The perils, pitfalls and random incidents of modern bureaucratic failures arrive at perfection in the writing, development, cinematography, and telling of stories all interwoven into a quilt of a collective drama. No one has ever made a show about middle school children with so much depth and insight. And this is not some "Stand By Me" barf bag of sentimentality that one can only relate to in a romanticized vision of childhood. No, this is the honest and painful look at the lives of children who are forced to choose the path of lives only to be betrayed with the knowledge that their choices were premade for them and their hopes and innocence were a temporary reprieve from the reality of their urban hostility.
The story is not just Baltimore and the kids there but in all of the broken cities and communities all over this great and terrible country where the currency of hope will never catch the inflation of opportunity. The story follows a group of 8th grade boys growing up in the dark world that the last 3 seasons have acclimated us for. One by one, by random accidents or choices, their lives slip deeper into da' game where the cops, bureaucrats, and the street players await to indoctrinate them into the world most of us would prefer not to look. The show is brilliantly acted and the kids are more than just believable, they're as real as we were at some point in our lives when the veil of innocence was still partially covering our view.
There's never been a show or movie aside from maybe "Fresh" that's been able to show us the story behind the induction into the world of street corner drugs, violence, and the thug life that seems to engulf our imagination but not our sympathies. The Wire delivers this with the hard hitting punch to our teeth with emotionally stirring power that has become the signature of brilliance and horror. The professional and local cast are seamlessly peppered (sorry Snoop, but girl, you're too flavorful) and are all amazing in the most spell binding storyline that I can only describe as being the greatest modern tragedy ever put on screen.

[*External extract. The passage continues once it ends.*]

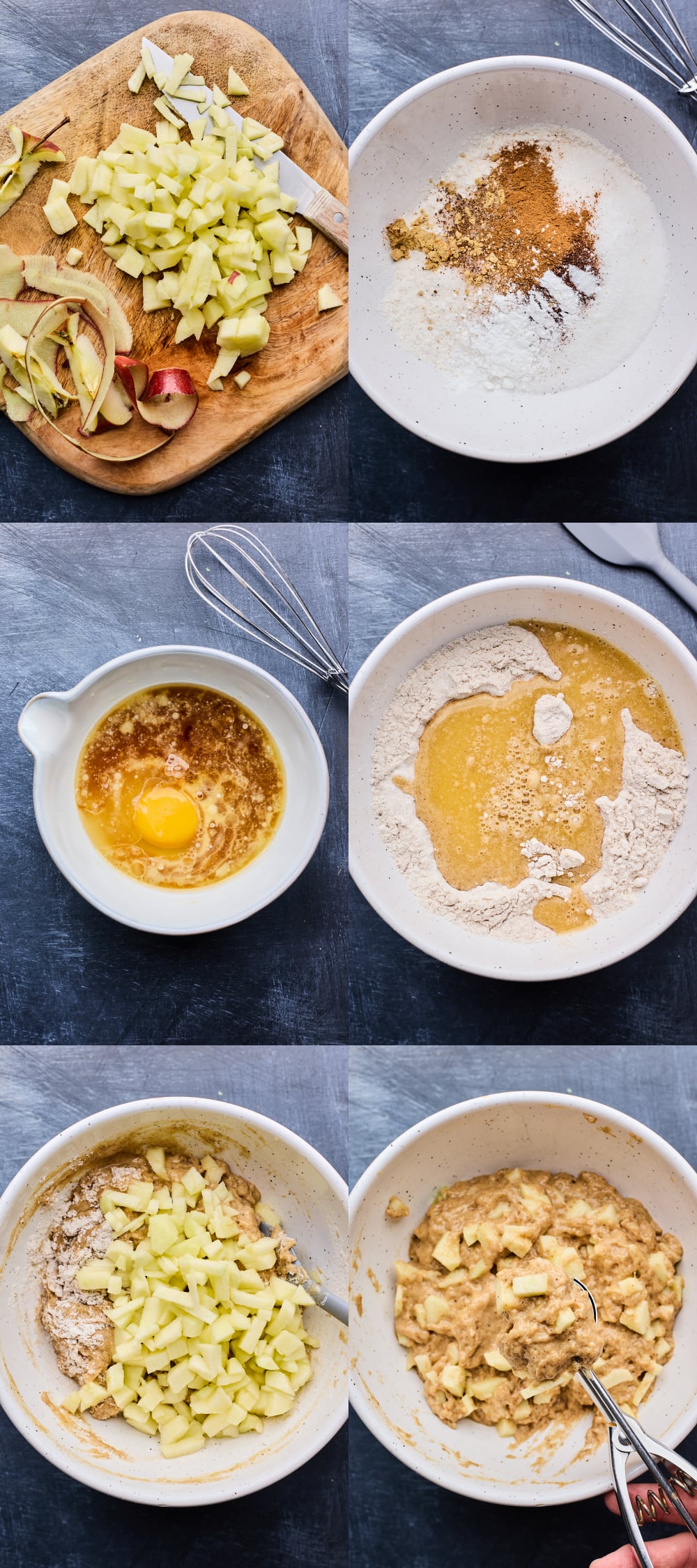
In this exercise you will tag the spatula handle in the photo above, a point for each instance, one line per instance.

"Reality TV" is the fascination and sheer voyeuristic pleasure of watching petty emotional outburst in manipulated circumstances. There is another reality that exists in the imagination that craves the essential and the necessary; the yearning for a mother's love, a child's hatred that desires murder, the knowledge of good pitted against the instincts to survive, and tragedy of not knowing the high price of exercise choice in game where everything has consequences. Such realities are offered in this show, without compromise, without apologies, and without the anesthesia of sentimentality. Unlike traditional television with its familiar formulas, censored language and condescending themes that make us numb to what is real drama, this is a show that makes us question who we are and what kind of world we live in without allowing us to easily turn our heads away from the hard truth to the easy lie that is the story of America."